Alex Palacios
Alex Palacios

Reputation: 389

Angular 2 Observable subscribe not working

I am trying to subscribe to an observable on init of a component like so:

    this.ticketService.getTicketsAsync(filters).subscribe(
        tickets => this.ticketResponse = tickets,
        () => console.log('hi'))

Is there any reason why the first lambda expression works, but the second one never does?

EDIT:

Here is the code hat getTicketAsync is returning:

getTicketsAsync(ticketFilters : TicketSearch): Observable<TicketResponse> {

    let api_endpoint = AppSettings.API_ENDPOINT + 'WebReport/request_report'
    let headers = new Headers({ 'Content-Type': 'application/json' });
    let options = new RequestOptions({headers : headers, withCredentials : true});
    return this.http.post(api_endpoint, ticketFilters, options).map(this.extractData).catch(this.handleError);





}

Upvotes: 1

Views: 1549

Answers (2)

Kacper Polak
Kacper Polak

Reputation: 1411

The second one is catch when observable throw error.

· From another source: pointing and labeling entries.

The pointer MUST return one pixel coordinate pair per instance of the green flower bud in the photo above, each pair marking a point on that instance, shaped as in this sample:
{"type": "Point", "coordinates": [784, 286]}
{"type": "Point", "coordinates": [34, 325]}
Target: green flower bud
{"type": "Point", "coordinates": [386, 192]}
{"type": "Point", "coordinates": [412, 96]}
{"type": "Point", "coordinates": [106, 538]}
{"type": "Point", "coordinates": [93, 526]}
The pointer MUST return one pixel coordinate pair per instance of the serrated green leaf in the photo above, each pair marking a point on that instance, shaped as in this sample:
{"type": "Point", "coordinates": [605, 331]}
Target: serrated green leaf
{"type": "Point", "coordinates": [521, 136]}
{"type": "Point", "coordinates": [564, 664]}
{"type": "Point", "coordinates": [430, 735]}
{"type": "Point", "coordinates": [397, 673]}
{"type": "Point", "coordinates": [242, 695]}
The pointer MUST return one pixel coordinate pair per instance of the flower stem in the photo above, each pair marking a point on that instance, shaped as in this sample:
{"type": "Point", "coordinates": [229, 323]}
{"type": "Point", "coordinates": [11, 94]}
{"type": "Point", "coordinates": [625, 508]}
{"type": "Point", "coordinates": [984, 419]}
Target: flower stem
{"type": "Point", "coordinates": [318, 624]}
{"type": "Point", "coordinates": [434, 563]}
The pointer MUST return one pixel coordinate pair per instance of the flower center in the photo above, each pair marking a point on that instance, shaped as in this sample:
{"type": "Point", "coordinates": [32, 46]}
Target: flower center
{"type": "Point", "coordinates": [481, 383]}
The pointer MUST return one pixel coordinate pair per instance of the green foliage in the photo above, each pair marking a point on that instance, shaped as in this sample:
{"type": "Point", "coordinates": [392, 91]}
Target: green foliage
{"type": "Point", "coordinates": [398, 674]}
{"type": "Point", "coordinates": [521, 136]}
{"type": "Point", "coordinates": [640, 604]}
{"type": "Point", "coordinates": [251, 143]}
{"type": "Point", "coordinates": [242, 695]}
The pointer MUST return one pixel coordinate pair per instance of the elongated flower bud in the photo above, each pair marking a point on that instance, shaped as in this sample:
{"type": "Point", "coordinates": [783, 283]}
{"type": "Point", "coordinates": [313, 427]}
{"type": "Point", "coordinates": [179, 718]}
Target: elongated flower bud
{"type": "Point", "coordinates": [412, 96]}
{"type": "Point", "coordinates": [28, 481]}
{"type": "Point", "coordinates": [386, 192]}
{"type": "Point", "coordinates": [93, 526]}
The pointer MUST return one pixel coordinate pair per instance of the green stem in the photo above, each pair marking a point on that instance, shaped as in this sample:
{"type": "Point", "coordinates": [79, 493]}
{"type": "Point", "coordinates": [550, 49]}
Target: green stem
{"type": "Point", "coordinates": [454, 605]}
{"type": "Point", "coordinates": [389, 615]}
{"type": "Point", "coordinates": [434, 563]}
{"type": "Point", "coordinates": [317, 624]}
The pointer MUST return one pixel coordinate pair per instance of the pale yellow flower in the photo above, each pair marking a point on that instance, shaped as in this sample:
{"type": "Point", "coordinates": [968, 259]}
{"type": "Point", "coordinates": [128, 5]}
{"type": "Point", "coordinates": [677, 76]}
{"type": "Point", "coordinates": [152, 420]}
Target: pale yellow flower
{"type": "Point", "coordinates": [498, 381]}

subscription = source.subscribe(
  x => console.log('onNext: %s', x),
  e => console.log('onError: %s', e),
  () => console.log('onCompleted'));

https://github.com/Reactive-Extensions/RxJS/blob/master/doc/api/core/operators/subscribe.md

Solution: 1. Use onNext hook:

this.ticketService.getTicketsAsync(filters).subscribe(
    tickets => {
      this.ticketResponse = tickets;
      console.log('hi');
    },
    () => console.log('ERROR!'));

2. Use onCompleted hook:

this.ticketService.getTicketsAsync(filters).subscribe(
  tickets => this.ticketResponse = tickets,
  error => console.log('ERROR: ' +error),
  () => console.log('hi')
);

Upvotes: 2

Jassi
Jassi

Reputation: 669

big arrows represent functions which makes your code like this

this.ticketService.getTicketsAsync(filters)
.subscribe(
  function(tickets){
    this.ticketResponse = tickets,
    function(){
      console.log("hi")
    }
  }
)

you are passing two arguments (which are two callback functions).